Thanks for your reply. I’ll try re-training with fewer not-wake-word samples. Heck, I’ve come this far, why not?
98% of the not-wake-word samples are from the google speech commands, so thankfully I didn’t waste too much time there.
The training & test data shape was recommended in @sparkyvision 's mycroft-precise-tips you linked to. Note where the author claims ~51k not wake words and 300 wake words (they also recommend against using sox). @baconator 's data shape sounds similar, see localcroft/Precise.md at master · el-tocino/localcroft · GitHub . (dang, suddenly I’m hungry for bacon) .
Hopefully I’m using the phrase “data shape” correctly. When I say that I’m referring to the balance–the number of wake-word and not-wake-word samples.
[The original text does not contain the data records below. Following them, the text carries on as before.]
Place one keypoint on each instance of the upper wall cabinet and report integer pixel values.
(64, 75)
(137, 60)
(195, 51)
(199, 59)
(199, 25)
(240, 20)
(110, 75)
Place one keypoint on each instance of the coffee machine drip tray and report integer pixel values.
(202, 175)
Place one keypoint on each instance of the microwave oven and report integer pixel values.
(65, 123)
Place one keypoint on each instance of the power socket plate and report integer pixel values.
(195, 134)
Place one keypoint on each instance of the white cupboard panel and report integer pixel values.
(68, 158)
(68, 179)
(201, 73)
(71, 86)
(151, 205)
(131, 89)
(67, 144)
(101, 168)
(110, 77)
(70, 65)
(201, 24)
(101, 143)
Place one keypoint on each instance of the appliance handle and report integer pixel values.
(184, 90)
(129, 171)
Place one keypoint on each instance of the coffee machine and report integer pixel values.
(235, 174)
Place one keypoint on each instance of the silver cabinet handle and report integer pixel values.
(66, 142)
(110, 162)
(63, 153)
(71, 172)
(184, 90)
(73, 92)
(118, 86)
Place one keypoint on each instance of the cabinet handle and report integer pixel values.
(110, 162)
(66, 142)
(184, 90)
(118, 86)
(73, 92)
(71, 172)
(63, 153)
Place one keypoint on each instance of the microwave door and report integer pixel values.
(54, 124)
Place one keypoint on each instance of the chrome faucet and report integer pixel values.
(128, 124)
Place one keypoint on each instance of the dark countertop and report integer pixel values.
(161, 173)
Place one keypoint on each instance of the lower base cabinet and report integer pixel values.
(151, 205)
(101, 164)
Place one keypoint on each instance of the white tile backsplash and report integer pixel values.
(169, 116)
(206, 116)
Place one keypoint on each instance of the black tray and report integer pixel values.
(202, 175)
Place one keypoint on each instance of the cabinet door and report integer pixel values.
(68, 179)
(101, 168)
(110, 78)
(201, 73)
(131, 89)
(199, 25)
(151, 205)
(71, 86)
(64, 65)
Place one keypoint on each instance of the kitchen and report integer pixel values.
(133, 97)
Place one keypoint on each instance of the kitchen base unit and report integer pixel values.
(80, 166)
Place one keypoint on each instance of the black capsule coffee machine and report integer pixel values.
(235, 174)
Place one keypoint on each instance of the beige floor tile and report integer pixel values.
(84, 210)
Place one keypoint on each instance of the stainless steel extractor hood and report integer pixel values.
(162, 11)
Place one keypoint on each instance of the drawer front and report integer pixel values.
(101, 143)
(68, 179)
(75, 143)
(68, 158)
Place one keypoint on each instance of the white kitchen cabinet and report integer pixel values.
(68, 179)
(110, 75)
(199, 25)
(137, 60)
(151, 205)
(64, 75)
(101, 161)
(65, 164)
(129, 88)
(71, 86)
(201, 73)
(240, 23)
What you are recommending (roughly the same number of wake-word and not-wake-word samples) is way different so I’d love to understand why. Unfortunately I’m pretty much lost when you mention kw / not_kw, labels, class, binary, spectra graphs, cross entropy, over-fit, under-fit. I get bits and pieces of what you wrote, but this just really isn’t my field. I guess I’ll need to read up on Tensorflow as you recommend.
The precise-test output I included was after 150 epochs. I tried stopping after 6 just as an experiment because acc and val_acc were hitting 1.000 and staying there. I also tried 300 epochs and a few different invocations of precise-train. I haven’t been able to train a model that works.